Waduh, Dunia Memasuki Fase Vaksin Apartheid

Pradita Ananda, Jurnalis · Selasa 18 Mei 2021 15:01 WIB
https: img.okezone.com content 2021 05 18 481 2411733 waduh-dunia-memasuki-fase-vaksin-apartheid-RdKlLAnkPk.jpg Vaksin Covid-19 (Foto: Hindustan Times)

Direktur Jenderal Organisasi Kesehatan Dunia (WHO), Tedros Adhanom Ghebreyesus secara gamblang pada Senin 17 Mei kemarin mengatakan, dunia global saat ini tengah memasuki kondisi fase yang dinamakan dengan, ‘vaksin apartheid’.
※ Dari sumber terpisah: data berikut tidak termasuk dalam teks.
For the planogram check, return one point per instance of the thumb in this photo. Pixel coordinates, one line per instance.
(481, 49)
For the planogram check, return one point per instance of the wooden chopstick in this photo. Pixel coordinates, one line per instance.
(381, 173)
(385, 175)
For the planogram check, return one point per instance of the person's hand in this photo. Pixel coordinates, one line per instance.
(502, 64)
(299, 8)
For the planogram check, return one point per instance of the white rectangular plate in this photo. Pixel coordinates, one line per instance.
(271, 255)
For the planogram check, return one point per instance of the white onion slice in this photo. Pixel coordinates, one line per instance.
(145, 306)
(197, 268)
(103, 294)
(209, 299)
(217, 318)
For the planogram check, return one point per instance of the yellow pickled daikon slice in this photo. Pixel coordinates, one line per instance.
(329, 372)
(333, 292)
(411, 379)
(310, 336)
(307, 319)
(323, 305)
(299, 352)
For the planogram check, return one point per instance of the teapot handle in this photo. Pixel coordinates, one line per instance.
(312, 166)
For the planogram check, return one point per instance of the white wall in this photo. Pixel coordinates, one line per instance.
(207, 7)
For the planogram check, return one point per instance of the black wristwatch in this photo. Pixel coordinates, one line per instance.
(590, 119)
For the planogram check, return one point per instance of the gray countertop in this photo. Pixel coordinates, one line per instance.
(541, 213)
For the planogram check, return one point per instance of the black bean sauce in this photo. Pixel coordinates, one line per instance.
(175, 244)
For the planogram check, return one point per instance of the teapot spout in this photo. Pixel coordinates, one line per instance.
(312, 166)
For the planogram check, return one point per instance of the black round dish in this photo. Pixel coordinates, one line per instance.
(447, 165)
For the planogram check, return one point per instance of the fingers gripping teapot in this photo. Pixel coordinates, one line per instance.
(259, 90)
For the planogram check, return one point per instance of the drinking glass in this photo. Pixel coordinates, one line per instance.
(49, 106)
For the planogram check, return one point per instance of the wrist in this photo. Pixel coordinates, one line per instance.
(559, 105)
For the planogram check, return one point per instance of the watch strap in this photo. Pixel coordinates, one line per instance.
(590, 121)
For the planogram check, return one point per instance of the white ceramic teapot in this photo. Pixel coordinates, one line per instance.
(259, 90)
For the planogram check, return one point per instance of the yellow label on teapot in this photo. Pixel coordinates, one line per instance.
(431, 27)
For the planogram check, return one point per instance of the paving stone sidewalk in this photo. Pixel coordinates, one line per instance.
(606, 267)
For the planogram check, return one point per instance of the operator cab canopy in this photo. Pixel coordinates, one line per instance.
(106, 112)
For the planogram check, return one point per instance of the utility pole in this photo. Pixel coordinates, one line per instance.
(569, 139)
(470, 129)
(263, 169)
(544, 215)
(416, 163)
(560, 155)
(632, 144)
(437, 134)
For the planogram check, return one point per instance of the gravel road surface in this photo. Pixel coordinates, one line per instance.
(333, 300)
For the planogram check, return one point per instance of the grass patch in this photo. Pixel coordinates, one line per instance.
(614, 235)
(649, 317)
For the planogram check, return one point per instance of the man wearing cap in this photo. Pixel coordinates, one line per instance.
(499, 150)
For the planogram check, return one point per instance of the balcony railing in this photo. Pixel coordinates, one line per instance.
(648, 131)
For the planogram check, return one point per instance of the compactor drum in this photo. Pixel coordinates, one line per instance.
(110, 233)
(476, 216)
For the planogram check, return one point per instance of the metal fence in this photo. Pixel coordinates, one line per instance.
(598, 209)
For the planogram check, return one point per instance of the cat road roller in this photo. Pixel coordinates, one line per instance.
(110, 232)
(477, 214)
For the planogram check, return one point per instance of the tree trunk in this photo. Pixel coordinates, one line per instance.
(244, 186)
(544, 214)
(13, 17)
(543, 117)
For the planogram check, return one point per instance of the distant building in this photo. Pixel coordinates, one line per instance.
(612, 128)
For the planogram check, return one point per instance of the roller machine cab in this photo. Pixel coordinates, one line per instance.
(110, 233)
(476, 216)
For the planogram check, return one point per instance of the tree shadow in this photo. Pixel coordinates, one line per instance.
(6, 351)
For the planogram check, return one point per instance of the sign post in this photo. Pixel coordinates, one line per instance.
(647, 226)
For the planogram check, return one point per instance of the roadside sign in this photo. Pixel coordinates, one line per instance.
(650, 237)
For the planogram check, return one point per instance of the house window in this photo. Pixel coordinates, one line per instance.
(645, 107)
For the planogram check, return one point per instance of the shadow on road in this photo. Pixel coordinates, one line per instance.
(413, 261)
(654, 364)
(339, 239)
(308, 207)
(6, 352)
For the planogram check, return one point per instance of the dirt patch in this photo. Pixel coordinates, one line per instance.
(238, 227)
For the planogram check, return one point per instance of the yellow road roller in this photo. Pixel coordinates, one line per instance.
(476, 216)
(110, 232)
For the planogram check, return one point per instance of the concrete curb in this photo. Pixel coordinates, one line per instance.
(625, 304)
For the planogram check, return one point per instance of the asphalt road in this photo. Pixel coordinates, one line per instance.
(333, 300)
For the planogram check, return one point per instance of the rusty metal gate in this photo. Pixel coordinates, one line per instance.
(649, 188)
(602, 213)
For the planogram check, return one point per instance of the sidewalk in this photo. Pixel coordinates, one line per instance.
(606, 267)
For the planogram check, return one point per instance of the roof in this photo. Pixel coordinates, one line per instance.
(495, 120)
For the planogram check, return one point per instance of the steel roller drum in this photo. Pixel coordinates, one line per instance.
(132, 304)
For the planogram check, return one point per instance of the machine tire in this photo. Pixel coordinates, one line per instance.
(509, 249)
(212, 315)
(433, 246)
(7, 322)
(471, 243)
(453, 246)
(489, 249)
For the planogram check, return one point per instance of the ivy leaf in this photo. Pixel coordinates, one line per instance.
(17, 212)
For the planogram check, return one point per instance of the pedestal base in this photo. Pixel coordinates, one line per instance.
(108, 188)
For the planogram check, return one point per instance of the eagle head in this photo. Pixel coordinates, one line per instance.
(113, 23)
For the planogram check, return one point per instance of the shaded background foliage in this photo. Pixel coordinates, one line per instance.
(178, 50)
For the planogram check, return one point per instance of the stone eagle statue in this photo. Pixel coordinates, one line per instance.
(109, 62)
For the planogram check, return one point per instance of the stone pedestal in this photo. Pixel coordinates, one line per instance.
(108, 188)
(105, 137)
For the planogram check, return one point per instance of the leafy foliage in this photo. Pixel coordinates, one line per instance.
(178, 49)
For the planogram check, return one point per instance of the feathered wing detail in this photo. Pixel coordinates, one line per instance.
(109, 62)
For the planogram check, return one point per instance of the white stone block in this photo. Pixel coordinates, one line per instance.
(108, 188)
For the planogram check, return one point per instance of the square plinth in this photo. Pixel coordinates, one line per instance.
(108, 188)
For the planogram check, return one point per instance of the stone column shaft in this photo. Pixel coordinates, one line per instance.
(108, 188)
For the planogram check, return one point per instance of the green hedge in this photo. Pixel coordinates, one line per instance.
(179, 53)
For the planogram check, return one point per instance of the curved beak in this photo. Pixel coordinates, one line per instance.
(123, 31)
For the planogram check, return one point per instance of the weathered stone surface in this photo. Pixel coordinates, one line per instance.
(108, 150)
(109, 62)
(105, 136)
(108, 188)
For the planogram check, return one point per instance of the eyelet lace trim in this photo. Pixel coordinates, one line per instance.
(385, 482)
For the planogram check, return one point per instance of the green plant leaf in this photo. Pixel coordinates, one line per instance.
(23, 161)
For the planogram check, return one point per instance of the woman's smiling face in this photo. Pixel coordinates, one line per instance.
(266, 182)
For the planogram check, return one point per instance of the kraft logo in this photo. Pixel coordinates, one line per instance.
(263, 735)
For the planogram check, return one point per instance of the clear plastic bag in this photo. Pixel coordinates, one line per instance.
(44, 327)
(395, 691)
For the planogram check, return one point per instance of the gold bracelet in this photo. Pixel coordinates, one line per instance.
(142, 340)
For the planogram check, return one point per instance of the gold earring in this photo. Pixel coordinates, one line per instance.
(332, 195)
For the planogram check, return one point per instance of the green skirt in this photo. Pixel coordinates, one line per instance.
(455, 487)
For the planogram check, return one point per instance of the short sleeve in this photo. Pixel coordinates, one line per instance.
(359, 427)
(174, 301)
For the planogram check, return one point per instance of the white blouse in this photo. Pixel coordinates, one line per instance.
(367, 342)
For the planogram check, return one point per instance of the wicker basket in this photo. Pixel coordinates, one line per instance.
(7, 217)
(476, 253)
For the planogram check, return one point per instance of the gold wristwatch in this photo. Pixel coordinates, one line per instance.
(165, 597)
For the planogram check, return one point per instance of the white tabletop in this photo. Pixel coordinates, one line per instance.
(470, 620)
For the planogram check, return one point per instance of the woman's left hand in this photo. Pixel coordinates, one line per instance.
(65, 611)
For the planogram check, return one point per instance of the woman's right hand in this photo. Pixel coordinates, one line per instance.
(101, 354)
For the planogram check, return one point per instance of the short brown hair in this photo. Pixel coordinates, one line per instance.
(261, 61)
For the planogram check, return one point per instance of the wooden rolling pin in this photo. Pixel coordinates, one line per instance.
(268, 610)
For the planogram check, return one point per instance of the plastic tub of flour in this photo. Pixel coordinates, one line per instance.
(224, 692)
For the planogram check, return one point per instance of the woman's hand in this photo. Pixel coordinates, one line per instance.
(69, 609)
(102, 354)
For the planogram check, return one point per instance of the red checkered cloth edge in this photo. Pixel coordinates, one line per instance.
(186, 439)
Mengutip South China Morning Post, seperti dikatakan Winnie Byanyima dari UNAids, vaksin apartheid adalah situasi ketika negara-negara miskin di dunia tidak mampu membeli atau mendapatkan vaksin dalam skala dan harga yang sama seperti negara-negara kaya di dunia.

 Vaksin Covid-19

Menjelaskan situasi vaksin apartheid, Tedros mengatakan, saat ini masalah utama yang terjadi di dunia dalam hal pengadaan vaksin ialah masalah soal berbagai pasokan vaksin Covid-19 kepada yang lebih membutuhkan.

“Masalah besarnya saat ini adalah kurangnya berbagi. Jadi solusinya adalah, ya lebih banyak berbagi," kata Tedros dalam acara virtual Paris Peace Forum, dikutip Reuters, Selasa (18/5/2021).

Tedros menjelaskan, saat ini situasi dunia global ada di fase apartheid vaksin. Negara-negara berpenghasilan tinggi atau negara-negara kaya di dunia, menyumbang 15 persen dari populasi dunia tetapi justru memiliki 45 persen dari pasokan vaksin dunia.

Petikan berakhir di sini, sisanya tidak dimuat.